Sunday, October 16, 2016

Food as a Vehicle in Fiction

Food is one of the threads that stitches together my stories.  From the opening welcome of bread and salt, to Massey and Akulina's wedding feast in Ikons, and then to Stepha's coming-of-age in Slogans with borscht and black bread, the importance of food in Russian culture is shown.
The “Bread and Salt” tradition / Alexander Tikhonov / foto-planeta
Being a family headed by a Russian father and a Slovak mother, we had our share of exotic, (meaning Yuk! to the following generations) Eastern European meals.  Our mother ladled up bowls of soup loaded with chicken hearts, livers, gizzards, and feet all swimming in a sea of yellow fat globules.  We enjoyed (?) meals of purple blood sausage, stuffed cabbage rolls, pickled herring, calf's brains with scrambled eggs, headcheese, borscht with sour cream, and an occasional serving of cow's tongue.  As my sister said after watching an episode of the television show Survivors' disgusting food challenge, "That was Sunday dinner."

But there were also the rewards.  After finishing our meal and we got dessert: nut or fruit filled kolaski, poviticia with cream cheese, or any of a variety of cookies.  They were well worth the wait.


Poviticia
The importance of food in my novels was expressed in one harrowing scene from Slogans: Our Children, Our Future, in which Stepha and Vanya are caught in an artillery bombardment.  Stepha comforts his little brother by conjuring up memories of meals past.
* * *
“I'm hungry,” Vanya said after several more distant explosions.

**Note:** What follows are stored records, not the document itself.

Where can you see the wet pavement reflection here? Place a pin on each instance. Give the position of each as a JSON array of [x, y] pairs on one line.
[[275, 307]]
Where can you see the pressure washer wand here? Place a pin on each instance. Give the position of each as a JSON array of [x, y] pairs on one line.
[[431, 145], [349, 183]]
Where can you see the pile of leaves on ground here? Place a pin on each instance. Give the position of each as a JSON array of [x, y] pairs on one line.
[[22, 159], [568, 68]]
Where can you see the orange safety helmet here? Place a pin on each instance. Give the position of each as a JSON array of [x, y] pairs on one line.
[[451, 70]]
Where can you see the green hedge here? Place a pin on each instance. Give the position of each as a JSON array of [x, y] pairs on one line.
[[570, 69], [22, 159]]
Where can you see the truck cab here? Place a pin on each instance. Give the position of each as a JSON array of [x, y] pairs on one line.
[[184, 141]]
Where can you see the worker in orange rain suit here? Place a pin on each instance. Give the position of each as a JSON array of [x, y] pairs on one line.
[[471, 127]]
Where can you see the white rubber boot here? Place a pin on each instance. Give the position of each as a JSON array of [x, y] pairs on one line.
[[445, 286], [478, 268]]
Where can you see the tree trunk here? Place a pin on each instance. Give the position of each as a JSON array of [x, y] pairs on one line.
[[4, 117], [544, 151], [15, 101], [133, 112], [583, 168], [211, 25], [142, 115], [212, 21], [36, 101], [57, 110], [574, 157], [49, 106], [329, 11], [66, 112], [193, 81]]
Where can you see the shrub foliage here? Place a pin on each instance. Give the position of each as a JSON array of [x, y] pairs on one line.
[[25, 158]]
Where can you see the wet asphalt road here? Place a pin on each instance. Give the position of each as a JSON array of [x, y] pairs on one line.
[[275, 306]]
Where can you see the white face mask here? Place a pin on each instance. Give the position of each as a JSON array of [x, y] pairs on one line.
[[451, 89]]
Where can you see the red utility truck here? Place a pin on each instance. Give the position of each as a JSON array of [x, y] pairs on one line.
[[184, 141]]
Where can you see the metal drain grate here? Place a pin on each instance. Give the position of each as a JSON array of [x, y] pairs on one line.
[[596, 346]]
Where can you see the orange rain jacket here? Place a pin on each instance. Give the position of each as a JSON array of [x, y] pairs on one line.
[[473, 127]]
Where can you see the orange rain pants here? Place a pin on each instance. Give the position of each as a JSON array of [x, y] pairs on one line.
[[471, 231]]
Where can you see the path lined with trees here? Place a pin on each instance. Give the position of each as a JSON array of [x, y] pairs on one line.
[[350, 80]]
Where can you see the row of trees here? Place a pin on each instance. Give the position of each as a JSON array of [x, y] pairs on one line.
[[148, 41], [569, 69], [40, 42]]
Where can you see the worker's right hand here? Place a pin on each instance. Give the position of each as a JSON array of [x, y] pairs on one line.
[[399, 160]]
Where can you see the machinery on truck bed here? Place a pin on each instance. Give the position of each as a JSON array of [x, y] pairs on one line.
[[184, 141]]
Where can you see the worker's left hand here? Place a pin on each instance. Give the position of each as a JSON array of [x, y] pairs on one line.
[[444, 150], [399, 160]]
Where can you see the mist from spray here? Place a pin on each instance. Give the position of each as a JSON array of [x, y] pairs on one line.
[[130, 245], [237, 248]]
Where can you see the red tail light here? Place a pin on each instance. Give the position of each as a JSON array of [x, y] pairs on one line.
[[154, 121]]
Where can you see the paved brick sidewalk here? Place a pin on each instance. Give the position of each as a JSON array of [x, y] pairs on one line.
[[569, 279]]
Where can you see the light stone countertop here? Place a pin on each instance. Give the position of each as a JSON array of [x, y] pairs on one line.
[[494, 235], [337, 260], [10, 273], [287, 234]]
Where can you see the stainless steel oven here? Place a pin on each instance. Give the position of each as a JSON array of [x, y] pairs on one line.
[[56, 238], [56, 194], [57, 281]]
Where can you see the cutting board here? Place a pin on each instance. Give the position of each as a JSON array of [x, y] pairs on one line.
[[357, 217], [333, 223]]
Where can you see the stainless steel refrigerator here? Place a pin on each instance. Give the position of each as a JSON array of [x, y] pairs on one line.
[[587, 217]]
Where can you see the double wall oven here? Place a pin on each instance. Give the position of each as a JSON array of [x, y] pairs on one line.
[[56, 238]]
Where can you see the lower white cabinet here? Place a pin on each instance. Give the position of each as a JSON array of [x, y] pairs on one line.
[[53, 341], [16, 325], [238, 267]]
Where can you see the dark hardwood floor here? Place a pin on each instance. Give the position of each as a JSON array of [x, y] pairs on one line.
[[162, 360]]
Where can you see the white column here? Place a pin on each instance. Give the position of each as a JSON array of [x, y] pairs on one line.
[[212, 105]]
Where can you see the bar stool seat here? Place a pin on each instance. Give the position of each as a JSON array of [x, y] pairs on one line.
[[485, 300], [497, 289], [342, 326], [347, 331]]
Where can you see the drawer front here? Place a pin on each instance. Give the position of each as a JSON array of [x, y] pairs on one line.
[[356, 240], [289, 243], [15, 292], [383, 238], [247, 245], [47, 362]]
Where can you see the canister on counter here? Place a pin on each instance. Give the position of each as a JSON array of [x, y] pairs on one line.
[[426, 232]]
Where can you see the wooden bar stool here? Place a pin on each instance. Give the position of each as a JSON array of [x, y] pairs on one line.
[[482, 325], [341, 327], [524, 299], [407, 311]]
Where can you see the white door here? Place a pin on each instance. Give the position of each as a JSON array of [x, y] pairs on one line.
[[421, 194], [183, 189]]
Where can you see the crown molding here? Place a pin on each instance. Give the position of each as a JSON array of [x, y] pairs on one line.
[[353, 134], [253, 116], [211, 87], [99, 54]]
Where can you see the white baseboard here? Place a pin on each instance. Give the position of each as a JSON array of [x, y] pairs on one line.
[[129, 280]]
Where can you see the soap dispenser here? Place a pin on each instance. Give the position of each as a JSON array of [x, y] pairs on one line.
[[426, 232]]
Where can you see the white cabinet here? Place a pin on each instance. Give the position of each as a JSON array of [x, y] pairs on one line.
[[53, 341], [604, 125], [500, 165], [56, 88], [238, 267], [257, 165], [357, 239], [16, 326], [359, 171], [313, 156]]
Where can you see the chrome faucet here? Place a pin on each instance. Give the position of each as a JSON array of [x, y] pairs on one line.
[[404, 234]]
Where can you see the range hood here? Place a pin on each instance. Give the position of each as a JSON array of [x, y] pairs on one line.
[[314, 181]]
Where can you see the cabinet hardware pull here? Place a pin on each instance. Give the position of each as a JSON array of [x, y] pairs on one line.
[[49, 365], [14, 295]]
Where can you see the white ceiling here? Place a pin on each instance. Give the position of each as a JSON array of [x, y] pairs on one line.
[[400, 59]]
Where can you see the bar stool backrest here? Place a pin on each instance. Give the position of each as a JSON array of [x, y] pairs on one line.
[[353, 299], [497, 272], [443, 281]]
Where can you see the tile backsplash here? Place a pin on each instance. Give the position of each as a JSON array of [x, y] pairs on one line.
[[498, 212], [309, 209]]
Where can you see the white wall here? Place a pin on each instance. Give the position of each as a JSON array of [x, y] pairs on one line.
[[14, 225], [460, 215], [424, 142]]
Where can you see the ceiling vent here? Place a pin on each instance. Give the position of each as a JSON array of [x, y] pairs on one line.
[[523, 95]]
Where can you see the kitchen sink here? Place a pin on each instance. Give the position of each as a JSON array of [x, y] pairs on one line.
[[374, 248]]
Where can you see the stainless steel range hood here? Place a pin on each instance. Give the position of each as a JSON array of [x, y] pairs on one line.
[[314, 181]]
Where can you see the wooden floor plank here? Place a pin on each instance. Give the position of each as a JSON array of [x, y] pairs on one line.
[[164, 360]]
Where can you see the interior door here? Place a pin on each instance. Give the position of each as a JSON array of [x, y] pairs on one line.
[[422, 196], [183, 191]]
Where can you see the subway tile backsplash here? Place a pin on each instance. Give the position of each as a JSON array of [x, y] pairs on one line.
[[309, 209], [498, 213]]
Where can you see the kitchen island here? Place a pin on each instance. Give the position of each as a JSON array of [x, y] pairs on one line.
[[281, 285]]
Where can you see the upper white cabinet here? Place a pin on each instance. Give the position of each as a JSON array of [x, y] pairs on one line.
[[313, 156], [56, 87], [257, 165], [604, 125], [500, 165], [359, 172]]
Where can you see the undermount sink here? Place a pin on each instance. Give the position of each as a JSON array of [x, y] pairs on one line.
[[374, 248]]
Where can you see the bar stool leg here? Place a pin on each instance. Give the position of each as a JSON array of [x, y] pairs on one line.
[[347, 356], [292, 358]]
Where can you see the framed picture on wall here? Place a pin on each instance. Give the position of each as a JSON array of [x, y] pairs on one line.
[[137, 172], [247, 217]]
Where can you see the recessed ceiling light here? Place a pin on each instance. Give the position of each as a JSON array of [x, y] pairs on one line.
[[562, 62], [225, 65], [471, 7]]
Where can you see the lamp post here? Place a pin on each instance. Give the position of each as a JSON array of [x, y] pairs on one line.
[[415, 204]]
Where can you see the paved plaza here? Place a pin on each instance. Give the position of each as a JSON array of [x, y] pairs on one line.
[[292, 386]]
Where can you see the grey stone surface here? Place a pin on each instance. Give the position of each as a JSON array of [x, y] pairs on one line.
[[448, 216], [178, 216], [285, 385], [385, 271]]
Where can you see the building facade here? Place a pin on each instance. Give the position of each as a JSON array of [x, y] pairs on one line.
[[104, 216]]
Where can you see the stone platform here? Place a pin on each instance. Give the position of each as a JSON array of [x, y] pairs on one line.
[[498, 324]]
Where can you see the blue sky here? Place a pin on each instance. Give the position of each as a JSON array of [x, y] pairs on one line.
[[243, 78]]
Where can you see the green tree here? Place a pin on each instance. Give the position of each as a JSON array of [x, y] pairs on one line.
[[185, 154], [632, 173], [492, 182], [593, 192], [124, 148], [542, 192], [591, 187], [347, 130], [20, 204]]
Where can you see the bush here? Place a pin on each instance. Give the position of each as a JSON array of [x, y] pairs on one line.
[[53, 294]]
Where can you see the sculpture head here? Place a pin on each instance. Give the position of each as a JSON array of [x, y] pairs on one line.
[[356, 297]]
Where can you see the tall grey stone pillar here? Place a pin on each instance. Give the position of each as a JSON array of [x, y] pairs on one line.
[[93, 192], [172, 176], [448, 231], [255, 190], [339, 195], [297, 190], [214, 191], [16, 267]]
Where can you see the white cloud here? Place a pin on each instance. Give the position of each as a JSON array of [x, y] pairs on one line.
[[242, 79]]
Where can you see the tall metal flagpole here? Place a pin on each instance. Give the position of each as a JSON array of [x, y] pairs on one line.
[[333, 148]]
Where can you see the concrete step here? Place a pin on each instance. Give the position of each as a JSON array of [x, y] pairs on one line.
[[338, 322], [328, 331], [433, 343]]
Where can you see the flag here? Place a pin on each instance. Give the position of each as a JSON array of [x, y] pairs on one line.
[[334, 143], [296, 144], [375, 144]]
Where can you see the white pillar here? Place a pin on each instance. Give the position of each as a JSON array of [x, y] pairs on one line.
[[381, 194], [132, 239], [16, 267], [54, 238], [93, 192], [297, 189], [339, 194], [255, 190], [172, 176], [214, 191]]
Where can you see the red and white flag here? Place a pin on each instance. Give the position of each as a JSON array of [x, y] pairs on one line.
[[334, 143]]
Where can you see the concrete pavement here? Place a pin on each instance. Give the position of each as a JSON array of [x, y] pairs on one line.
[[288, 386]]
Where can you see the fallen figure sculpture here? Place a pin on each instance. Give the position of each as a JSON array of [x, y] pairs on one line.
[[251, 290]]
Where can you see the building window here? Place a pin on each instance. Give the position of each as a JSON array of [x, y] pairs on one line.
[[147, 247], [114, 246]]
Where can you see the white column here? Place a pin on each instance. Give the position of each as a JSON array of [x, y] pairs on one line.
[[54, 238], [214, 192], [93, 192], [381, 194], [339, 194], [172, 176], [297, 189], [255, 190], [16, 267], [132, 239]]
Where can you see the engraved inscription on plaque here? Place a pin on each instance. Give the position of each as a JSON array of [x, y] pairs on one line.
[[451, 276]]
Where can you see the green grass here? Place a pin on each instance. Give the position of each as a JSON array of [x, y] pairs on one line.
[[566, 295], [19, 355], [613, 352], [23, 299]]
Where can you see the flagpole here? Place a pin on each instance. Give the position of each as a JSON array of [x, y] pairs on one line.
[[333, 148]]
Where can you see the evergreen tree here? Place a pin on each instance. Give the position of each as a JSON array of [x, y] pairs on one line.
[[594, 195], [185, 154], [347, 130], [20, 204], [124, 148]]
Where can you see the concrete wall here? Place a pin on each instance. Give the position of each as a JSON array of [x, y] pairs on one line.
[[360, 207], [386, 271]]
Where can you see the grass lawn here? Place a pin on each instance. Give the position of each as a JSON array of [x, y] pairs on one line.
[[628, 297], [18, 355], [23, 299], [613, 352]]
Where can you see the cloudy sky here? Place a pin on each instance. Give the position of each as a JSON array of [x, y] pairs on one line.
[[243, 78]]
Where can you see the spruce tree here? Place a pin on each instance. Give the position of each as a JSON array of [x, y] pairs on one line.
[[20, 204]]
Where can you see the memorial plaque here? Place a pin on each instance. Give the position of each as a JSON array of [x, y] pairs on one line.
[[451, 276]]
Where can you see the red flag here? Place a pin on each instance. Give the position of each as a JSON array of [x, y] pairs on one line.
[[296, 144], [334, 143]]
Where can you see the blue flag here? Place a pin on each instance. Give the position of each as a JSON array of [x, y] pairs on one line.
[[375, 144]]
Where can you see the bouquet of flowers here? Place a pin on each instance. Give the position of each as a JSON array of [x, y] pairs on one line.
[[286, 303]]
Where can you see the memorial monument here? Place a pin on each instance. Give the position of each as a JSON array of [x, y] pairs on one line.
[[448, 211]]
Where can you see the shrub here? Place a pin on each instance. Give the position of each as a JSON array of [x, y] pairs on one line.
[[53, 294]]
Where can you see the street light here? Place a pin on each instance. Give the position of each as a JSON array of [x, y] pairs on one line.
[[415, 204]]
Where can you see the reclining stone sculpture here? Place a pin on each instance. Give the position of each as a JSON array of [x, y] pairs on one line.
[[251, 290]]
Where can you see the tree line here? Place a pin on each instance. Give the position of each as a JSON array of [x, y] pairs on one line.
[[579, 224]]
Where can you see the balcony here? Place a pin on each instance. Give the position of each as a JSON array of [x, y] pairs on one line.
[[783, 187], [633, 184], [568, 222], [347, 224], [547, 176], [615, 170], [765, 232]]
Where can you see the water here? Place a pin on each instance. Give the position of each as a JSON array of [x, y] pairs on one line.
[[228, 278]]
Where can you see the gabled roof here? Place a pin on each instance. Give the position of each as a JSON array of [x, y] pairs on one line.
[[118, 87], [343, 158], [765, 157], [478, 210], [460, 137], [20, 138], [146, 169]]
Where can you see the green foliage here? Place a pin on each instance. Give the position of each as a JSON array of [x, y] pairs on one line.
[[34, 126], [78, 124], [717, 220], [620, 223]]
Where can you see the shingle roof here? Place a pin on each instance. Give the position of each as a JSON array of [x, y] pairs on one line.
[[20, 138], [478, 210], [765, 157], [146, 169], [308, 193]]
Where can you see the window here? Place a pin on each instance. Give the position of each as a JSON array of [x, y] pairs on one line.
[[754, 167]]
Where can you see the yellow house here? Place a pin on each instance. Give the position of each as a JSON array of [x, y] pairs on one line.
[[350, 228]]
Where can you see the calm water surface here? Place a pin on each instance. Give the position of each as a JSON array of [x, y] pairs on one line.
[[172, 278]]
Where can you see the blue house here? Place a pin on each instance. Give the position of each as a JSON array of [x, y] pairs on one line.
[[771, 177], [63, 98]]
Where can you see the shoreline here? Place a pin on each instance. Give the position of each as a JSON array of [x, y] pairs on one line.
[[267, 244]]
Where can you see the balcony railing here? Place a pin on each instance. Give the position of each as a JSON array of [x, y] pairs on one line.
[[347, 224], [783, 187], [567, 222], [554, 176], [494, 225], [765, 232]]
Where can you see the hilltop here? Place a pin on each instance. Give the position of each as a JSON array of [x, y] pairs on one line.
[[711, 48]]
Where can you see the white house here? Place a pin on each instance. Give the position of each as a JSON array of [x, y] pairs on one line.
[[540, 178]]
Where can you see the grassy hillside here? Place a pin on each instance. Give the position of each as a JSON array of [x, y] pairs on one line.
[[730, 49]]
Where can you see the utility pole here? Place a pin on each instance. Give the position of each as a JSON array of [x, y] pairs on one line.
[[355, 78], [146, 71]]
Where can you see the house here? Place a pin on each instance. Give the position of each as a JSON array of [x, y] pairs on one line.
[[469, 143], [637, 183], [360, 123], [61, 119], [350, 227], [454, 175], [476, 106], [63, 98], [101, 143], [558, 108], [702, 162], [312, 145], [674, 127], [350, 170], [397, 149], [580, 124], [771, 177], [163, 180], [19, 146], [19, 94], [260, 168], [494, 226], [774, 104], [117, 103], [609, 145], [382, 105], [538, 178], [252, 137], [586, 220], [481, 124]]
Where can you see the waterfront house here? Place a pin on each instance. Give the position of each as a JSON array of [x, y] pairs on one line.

“Me, too.  When this is over maybe Mati will make us eggs.  Fried in butter with crispy brown edges.”  Ka-rump.  “And maybe sausage.  Do you like sausage?”


Vanya attempted to nod, but couldn't raise his head.  “Yes,” Vanya said, “but I would rather have blini.  I miss Babushka Koscik's blini.”  Ka-rump.  “With slivki and berries.”


“I like blini, too,” said Stepha. 
 

The two huddled together and talked of food.  They spoke of plemei with balls of minced meat and varenki filled with berries or potato.  Ka-rump.  Kolobok topped with a dollop of sour cream and buttermilk fresh from the churn.  They envisioned honey cakes, priohi and mushrooms in cream.  Ka-rump.  Ka-rump.


Vanya recalled the cream they scraped off the frozen milk when their mother wasn't looking and how they would eat it with their hands before it thawed.  “And Dadushka's lamb.  I liked how he cooked lamb.”
* * *
In another scene, the breaking of the Christmas fast is celebrated with generous helpings of Grandfather's sausage and customary Yuletide treats; and later in the story, Stepha is welcomed to manhood through a ritual of borscht and black bread.
Borscht and black bread.
* * *

After his fifth spoon, Boris pointed at his oldest grandson.  “Stefan Mataovich,” Boris said, “come sit with me.”  At first Stepha didn't move, but when his mother motioned to him, he followed his grandfather's command and took the spot to Boris' right.

“Lena, bring this young man a proper bowl.”  Stepha's mother scurried to the shelf and pulled down a wooden vessel, wiped it with her apron and placed it in front of her son.  “Give him borscht,” Boris said.  “If he is to be a man, he will have to learn to eat like a man.”

* * *
Stepha's grandfather shows him how to slurp soup and chump garlic seasoned black bread like a man.  Stepha later mimics his grandfather's lesson when he assumes the role as the head of the family and instructs Vanya through the same ritual.

I believe it is the small details, such as food, that transports the reader to foreign counties and customs, and brings the historic fiction genre to life.